Just to be clear: I didn't consider the update of somepkg an
emergency, and I don't have any technical objection (honestly I don't
have time to review your changes). I just didn't find the time to do
it myself. I am sorry I didn't reply to any of your mails but I don't
know you so I thought I could afford to not reply. The last ping was
from Dave Upstream themselves on April 8th on my professional mail
(which is publicly available, and which I read daily) and I was going
to reply to them this morning when I realized that somepkg was already
uploaded... and they didn't even mention that an NMU would be done if
I didn't reply (I'm not sure they're aware of Debian rules, though). I
think I am pretty well connected to be reached by email via someone I
know (for example, I know bystander which is quoted in your IRC
transcript and I didn't receive any mail from them).

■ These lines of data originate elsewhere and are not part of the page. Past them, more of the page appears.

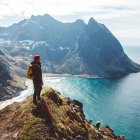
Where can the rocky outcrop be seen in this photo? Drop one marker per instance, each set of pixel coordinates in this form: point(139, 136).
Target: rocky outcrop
point(54, 117)
point(10, 77)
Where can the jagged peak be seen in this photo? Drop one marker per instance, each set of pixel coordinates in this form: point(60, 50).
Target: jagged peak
point(92, 21)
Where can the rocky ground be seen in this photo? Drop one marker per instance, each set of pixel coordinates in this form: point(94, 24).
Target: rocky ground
point(53, 118)
point(12, 76)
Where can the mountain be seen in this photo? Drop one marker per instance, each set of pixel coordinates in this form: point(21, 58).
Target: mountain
point(54, 118)
point(10, 77)
point(73, 48)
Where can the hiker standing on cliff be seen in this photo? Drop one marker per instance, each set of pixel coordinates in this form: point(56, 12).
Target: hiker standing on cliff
point(37, 78)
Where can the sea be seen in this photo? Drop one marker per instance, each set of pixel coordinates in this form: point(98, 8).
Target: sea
point(112, 102)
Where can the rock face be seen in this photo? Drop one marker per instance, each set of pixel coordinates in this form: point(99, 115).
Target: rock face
point(55, 117)
point(74, 48)
point(10, 81)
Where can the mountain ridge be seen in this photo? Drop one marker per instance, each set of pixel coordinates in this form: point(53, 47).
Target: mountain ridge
point(94, 49)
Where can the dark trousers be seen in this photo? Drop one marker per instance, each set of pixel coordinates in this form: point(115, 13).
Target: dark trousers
point(37, 90)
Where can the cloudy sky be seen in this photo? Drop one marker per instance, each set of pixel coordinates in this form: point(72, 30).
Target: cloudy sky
point(122, 17)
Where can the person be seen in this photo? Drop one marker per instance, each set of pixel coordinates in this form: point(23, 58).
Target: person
point(37, 78)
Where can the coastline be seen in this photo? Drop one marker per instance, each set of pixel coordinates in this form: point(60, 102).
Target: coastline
point(73, 76)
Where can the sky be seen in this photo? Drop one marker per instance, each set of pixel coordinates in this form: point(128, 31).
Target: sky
point(121, 17)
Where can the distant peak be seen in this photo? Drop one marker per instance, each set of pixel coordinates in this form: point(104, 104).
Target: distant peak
point(92, 21)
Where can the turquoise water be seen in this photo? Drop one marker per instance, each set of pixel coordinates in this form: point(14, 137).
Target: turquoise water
point(114, 102)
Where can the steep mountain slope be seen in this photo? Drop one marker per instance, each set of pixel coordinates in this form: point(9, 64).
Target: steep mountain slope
point(10, 77)
point(54, 118)
point(75, 48)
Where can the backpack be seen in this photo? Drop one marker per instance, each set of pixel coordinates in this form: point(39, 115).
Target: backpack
point(29, 74)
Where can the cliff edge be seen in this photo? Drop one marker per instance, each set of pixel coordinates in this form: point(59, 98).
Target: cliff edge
point(54, 118)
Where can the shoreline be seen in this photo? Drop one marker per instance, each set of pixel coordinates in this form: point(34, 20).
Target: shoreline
point(73, 76)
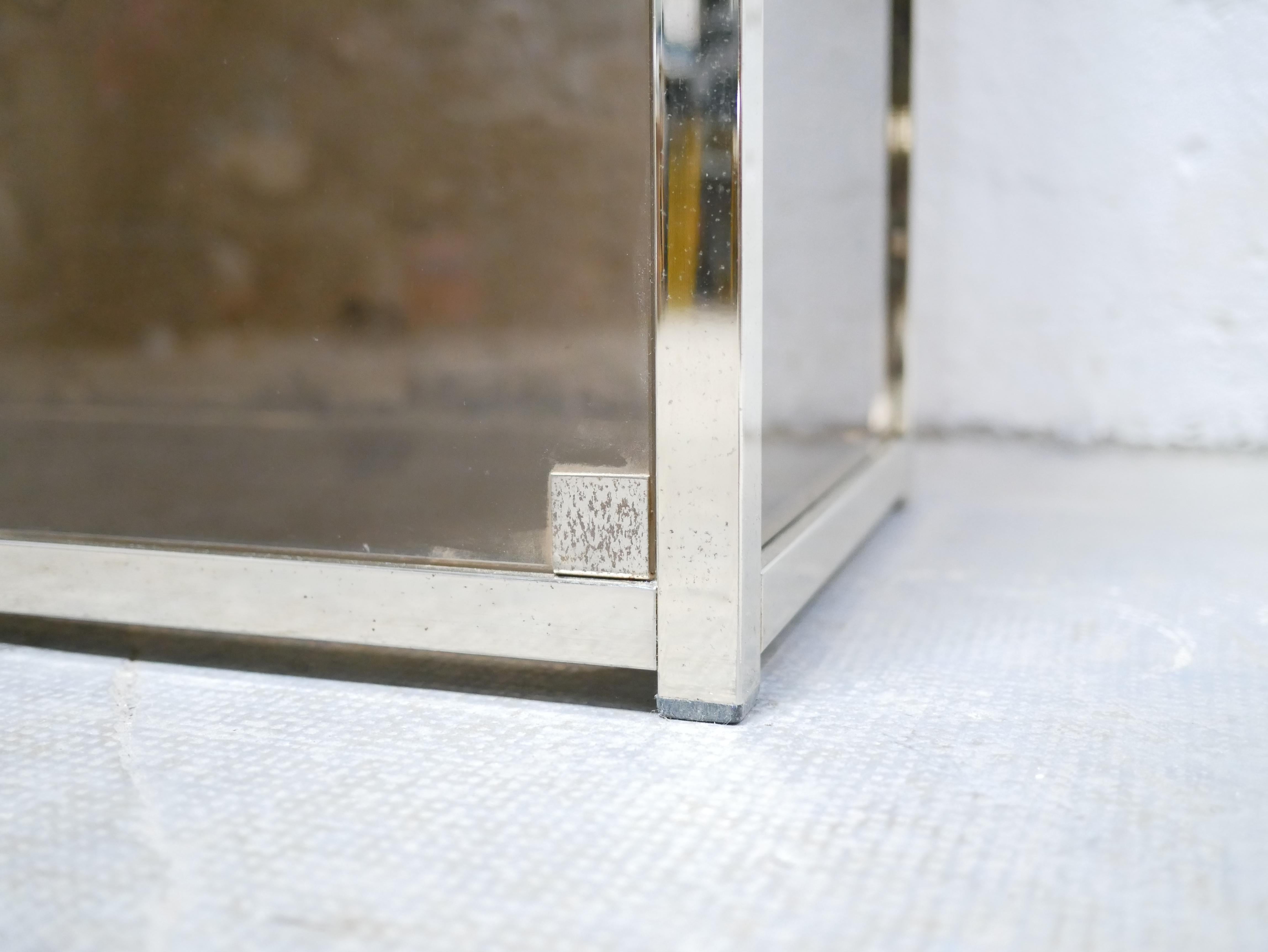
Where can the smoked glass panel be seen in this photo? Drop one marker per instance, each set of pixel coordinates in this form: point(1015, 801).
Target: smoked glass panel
point(319, 274)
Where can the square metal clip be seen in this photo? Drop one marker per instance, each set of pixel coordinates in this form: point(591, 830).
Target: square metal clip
point(600, 523)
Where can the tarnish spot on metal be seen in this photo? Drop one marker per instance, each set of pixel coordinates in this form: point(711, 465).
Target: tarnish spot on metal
point(600, 523)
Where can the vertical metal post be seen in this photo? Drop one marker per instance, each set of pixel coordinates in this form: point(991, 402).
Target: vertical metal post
point(709, 357)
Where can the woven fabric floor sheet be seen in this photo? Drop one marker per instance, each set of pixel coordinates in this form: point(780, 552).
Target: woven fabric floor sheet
point(1031, 714)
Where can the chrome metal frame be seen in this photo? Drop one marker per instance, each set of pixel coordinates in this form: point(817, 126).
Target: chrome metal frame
point(718, 597)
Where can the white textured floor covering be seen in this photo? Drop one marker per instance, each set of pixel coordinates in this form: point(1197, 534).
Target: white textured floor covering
point(1033, 714)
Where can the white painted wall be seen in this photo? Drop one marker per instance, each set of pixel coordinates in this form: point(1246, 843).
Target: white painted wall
point(1091, 220)
point(827, 93)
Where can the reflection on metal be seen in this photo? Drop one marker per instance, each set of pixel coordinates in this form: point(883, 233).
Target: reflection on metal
point(801, 560)
point(536, 617)
point(600, 523)
point(900, 145)
point(708, 372)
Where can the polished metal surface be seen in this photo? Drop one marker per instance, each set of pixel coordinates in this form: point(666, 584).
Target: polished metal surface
point(324, 276)
point(709, 350)
point(600, 523)
point(798, 470)
point(798, 562)
point(506, 614)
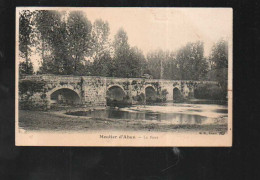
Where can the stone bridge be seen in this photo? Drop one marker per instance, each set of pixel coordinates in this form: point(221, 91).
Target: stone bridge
point(47, 90)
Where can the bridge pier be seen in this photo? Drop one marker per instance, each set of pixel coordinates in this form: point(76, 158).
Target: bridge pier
point(92, 91)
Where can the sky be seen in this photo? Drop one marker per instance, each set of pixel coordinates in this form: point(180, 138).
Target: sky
point(163, 28)
point(167, 28)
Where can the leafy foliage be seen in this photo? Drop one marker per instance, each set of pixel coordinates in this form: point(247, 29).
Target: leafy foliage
point(25, 40)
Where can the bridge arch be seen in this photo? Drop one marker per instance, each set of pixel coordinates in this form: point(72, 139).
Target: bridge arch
point(64, 95)
point(150, 93)
point(115, 95)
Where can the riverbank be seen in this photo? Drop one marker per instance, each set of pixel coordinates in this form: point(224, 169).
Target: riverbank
point(58, 121)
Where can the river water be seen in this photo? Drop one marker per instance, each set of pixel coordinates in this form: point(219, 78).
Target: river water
point(172, 113)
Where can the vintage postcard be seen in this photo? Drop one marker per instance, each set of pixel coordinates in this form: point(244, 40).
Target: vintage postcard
point(138, 77)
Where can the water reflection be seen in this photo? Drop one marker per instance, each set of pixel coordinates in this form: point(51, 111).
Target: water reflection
point(173, 118)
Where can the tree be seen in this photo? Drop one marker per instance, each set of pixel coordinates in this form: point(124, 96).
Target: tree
point(219, 55)
point(25, 68)
point(136, 63)
point(25, 41)
point(154, 59)
point(53, 34)
point(219, 64)
point(121, 54)
point(191, 62)
point(101, 48)
point(79, 38)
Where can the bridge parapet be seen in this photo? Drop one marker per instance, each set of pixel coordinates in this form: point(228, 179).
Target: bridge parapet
point(92, 90)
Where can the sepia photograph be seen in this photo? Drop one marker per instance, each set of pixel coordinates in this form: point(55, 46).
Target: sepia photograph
point(136, 77)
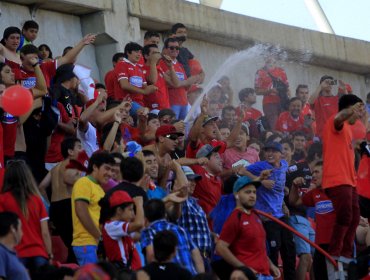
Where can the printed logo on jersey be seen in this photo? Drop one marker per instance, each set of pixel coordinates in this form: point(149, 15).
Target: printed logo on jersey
point(324, 207)
point(180, 75)
point(29, 83)
point(136, 81)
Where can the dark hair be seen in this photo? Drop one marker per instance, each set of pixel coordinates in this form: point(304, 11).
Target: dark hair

Note: I wasn't aware of the gjots2 flamewar on debian-devel when I sent 
my first mail, and the thread looks too long to read right now.

> Thanks again for your long term effort on somepkg, unison and ocaml.
> They are among my favorite packages of Debian.  All of my laptops,
> desktops, servers and compute clusters have them installed.

You're welcome :-) I hope I didn't dissuade you from contributing!

Cheers,

-- 
Alice

-- 
Ian Jackson <ijackson@chiark.greenend.org.uk>   These opinions are my own.

If I emailed you from an address @fyvzl.net or @evade.org.uk, that is
a private address which bypasses my fierce spamfilter.